陈止已明其意,询问了几句之后,然后就对卢讲说道:“我记得唐典此人,好像曾经担任过都尉吧?”
卢讲暗暗埋怨唐允多事,却不得不点头回应:“不错,太守真是好记性,只是看了一遍名册,就记下来了,唐典曾为都尉,也颇有建树。”他当然知道,唐家一直渴望改变颓势,扭转当下的局面,但被其他几家阻拦,收效甚微,若能押宝新太守,无疑是一个理想的选择。
“听唐允的介绍,坞堡内外的防御事宜都是他布置的,如此看来,这个唐典是有些能耐的,嗯。”陈止顺着话就说了下去,让唐允面露喜色。
唐允正想再接再厉,看了一眼天时,就道:“太守,这时候也不早了,要不您在我这里用过午膳再回去?我这就让……”

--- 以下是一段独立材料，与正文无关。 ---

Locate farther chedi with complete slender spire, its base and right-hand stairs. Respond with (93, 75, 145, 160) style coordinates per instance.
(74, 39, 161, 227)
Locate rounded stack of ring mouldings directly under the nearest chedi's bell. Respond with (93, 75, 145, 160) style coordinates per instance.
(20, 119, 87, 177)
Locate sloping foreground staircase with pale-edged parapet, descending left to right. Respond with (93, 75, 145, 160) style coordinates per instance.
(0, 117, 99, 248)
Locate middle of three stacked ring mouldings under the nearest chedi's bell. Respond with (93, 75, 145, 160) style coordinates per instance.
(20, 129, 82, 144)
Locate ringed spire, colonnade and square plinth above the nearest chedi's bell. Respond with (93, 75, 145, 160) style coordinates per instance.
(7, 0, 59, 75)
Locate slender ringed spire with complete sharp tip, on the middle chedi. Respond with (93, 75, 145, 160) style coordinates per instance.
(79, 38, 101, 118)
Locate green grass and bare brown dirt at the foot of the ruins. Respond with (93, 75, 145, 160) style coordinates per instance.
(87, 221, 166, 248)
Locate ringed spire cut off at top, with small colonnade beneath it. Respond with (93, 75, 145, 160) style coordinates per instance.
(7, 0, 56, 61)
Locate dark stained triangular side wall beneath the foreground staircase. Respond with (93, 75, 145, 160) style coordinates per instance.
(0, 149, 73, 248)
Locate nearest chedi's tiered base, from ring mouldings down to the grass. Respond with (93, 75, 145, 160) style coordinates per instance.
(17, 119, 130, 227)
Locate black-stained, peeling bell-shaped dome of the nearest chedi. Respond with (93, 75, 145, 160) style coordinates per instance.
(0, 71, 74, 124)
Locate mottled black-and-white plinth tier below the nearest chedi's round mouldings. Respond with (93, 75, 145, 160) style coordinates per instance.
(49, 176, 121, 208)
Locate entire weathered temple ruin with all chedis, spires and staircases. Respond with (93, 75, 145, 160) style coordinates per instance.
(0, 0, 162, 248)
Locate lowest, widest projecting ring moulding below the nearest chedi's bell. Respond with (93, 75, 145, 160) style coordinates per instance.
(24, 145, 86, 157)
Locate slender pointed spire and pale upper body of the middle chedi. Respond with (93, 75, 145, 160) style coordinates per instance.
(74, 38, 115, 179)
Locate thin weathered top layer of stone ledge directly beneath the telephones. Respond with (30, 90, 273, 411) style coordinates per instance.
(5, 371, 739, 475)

“不用了,城中还有拓跋部来的宾客,太守要过去招待。”卢讲可不想再让唐允说什么了,防止节外生枝,因此提前打断,陈止也顺势点头。
唐允满脸遗憾的道:“真是遗憾啊,那只能等其他时候,再设宴邀请太守您了,若是太守有暇,随时可以来我唐家,家中上下,扫榻相迎。”

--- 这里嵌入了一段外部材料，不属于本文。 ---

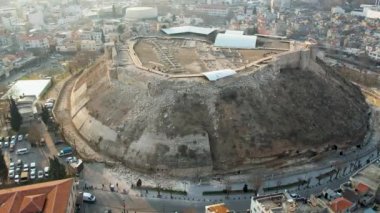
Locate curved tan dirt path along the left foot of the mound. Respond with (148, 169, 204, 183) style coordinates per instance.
(54, 74, 105, 162)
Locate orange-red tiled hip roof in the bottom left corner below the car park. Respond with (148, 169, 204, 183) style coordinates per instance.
(0, 178, 74, 213)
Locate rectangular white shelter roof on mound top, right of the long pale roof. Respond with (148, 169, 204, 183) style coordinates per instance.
(214, 33, 257, 49)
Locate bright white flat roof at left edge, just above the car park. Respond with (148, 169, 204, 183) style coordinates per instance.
(1, 79, 51, 99)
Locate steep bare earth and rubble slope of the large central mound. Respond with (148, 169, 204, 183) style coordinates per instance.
(81, 57, 369, 174)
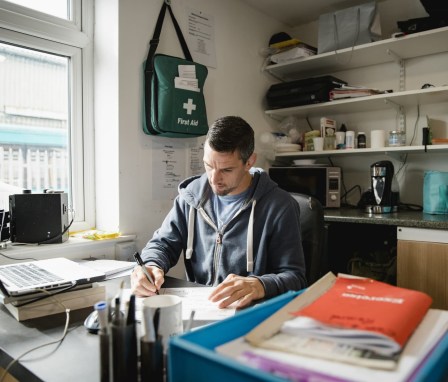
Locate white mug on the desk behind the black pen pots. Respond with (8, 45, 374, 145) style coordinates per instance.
(143, 294, 184, 351)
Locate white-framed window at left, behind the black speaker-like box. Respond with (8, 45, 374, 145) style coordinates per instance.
(0, 0, 95, 230)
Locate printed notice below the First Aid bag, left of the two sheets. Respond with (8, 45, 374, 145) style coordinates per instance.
(152, 142, 186, 200)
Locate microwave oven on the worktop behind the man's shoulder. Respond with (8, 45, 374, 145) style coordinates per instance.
(269, 165, 341, 208)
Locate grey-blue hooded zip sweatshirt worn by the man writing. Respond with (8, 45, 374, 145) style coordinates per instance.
(142, 168, 306, 298)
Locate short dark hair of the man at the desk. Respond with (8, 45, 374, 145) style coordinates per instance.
(207, 116, 255, 163)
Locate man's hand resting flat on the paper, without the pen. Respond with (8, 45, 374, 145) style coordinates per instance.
(208, 274, 265, 309)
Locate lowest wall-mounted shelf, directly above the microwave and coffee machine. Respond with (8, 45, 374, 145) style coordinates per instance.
(275, 145, 448, 158)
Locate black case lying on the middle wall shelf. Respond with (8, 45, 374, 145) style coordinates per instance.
(266, 76, 347, 109)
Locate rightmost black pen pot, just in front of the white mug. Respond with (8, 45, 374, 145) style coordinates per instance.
(140, 339, 164, 382)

随着这句话落下,整个行程也算完结,陈止领着众人告辞,离开了坞堡,走在路上,陈止貌似无意的问道:“这座坞堡名为解山堡,但我看这附近没有什么山,是如何得名的?”
卢讲也摇头道:“这个下官倒不甚清楚。”
突然,他身后却有一人说道:“属下倒是略知一二。”
卢讲转头看去,见是自己的主簿刘广,点头道:“嗯,刘广你来说说。”
刘广拱拱手,先给陈止行了礼,这才说出缘由。
“太守、县令,二位刚才入堡不深,所以才不未现,其实此堡是建在小丘之上,也就是原本的解山,只是并不陡峭,本是解家村借地势抵御贼匪的,久而久之就成了庄园,待唐家接手,就展成了坞堡。”

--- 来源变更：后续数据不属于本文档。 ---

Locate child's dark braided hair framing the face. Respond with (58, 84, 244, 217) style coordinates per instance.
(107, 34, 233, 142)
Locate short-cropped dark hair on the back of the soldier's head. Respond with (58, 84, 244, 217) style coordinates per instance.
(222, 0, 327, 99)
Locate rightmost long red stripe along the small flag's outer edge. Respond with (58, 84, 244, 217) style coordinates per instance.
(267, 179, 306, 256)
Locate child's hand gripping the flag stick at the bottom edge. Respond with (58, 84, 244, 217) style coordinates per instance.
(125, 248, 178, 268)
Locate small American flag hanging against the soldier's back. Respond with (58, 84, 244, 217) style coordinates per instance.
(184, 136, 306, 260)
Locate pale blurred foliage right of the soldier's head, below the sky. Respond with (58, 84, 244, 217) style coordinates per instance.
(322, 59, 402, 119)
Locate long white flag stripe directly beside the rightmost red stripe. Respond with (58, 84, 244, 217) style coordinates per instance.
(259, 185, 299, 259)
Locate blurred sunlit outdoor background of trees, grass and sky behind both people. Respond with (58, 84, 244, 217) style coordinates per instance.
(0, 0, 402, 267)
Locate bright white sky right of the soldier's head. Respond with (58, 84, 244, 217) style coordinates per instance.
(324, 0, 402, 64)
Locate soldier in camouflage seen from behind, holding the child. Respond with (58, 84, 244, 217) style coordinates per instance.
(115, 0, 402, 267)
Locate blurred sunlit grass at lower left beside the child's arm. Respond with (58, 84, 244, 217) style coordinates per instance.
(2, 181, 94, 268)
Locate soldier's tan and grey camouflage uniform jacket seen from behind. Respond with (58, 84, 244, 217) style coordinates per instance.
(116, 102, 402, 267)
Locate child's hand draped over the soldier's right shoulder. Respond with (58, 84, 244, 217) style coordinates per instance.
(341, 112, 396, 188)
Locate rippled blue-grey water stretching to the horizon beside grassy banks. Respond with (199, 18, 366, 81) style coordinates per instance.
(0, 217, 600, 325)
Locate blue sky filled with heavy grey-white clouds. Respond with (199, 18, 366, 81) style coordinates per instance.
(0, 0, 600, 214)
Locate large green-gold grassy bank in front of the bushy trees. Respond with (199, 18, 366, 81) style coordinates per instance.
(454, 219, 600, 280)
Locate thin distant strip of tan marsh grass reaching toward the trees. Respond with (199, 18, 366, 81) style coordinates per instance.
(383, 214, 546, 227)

“原来是这样,”陈止点点头,对卢讲称赞道:“你这个主簿,倒是博闻。”
卢讲笑道:“刘广出身代县刘氏,对这代郡,尤其是代县内外的事尤为了解。”
陈止看了刘广一眼,点点头,脑中则闪过了有关刘家的一些记录和信息。
代县刘家,也是大族,最近几年,更是被称为四大家族之外的第五大族,影响力逐步从代县,朝着整个代郡辐射,也是一个不容忽视的当地大族,很多外地来人,不明所以,往往错把刘家列入代郡四大家族之中,被戏称为四大家族有五家。
这些大族,都是陈止着重了解的对方,要治理地方,免不了要和他们打交道。